Menopausal women who are especially vulnerable to osteoporosis need to re-evaluate and redefine their lives and seek ways out to make their lives worthwhile. Hebrews describe a woman reaching 50 as an event of jubilee and happiness. The women who realize this, indeed, would be spared of developing osteoporosis.

Make no bones
In the tone of negative emotions
Your bones suffer
Exercise, eat well and bask in sun
But most of all
Don’t lie to yourself
That ageing makes you incapable
Ageing is natural
But with it, osteoporosis isn’t

The scientific explanation

During the 1990s medical science experts actively explored the relationship between depression and osteoporosis. Through research and studies, it was discovered that chronic psychological stress produced certain hormones and brain chemicals that harmed the bones, reducing their density. A 2007 issue of Harvard Women’s Health revealed that those above 50 taking anti-depressants called selective serotonin reuptake inhibitors (SSRIs) suffered double the rate of fracture than those who did not.

So, how exactly does stress wreck our bones, whether we are elderly or not? It is a known medical fact that the Central Nervous System (CNS), especially the hypothalamus plays a critical role in regulating bone metabolism. However, stress weakens the functioning of CNS by influencing the hypothalamic-pituitary-adrenocortical (HPA) axis, sympathetic nervous system, and other endocrine and immune factors. The secretion of the gonadal hormone is hampered, eventually inhibiting the process of the new bone formation while additionally, reducing the existing bone mass.

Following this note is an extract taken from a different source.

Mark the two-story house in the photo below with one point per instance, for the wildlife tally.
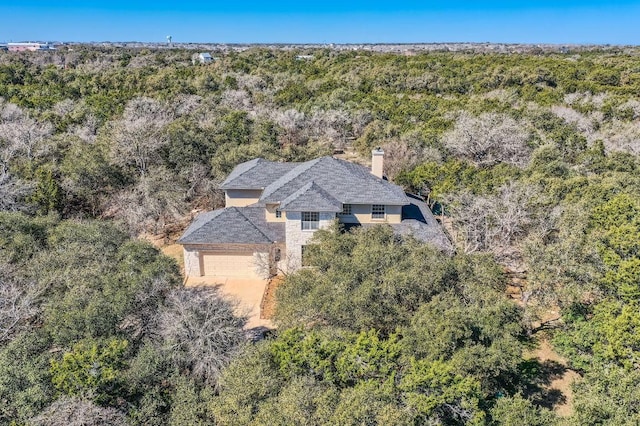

Establishing the relationship between emotions and bone health, Prof. Bab of the Hebrew University observed that “we have developed a new area of research that we call ‘neuro-psycho-osteology,’ which deals with the connection between the brain, mental states and the skeleton.”

The permanent cure – Release the toxic emotions

Exercise, supplements of vitamin D3 and calcium are rightly recommended by physicians to make bones healthier and stronger. However, their effect cannot be realized unless the root cause which is emotional is not addressed and uprooted.

The faulty cognition related to and causative factor of osteoporosis can be rectified in the state of deep stillness. In stillness when the negative energies born out of stress get released from the body, the afflicted automatically begin to see themselves in a positive light. As their misconceptions dissolve, they start to see themselves, their health and body as precious gifts of divine.

Its important to realize that all symptoms are basically attempts by the intelligence of the body for you to be you, truly be you.To be the unique and weird being that you are. To be the gift that you are. Listening is the key.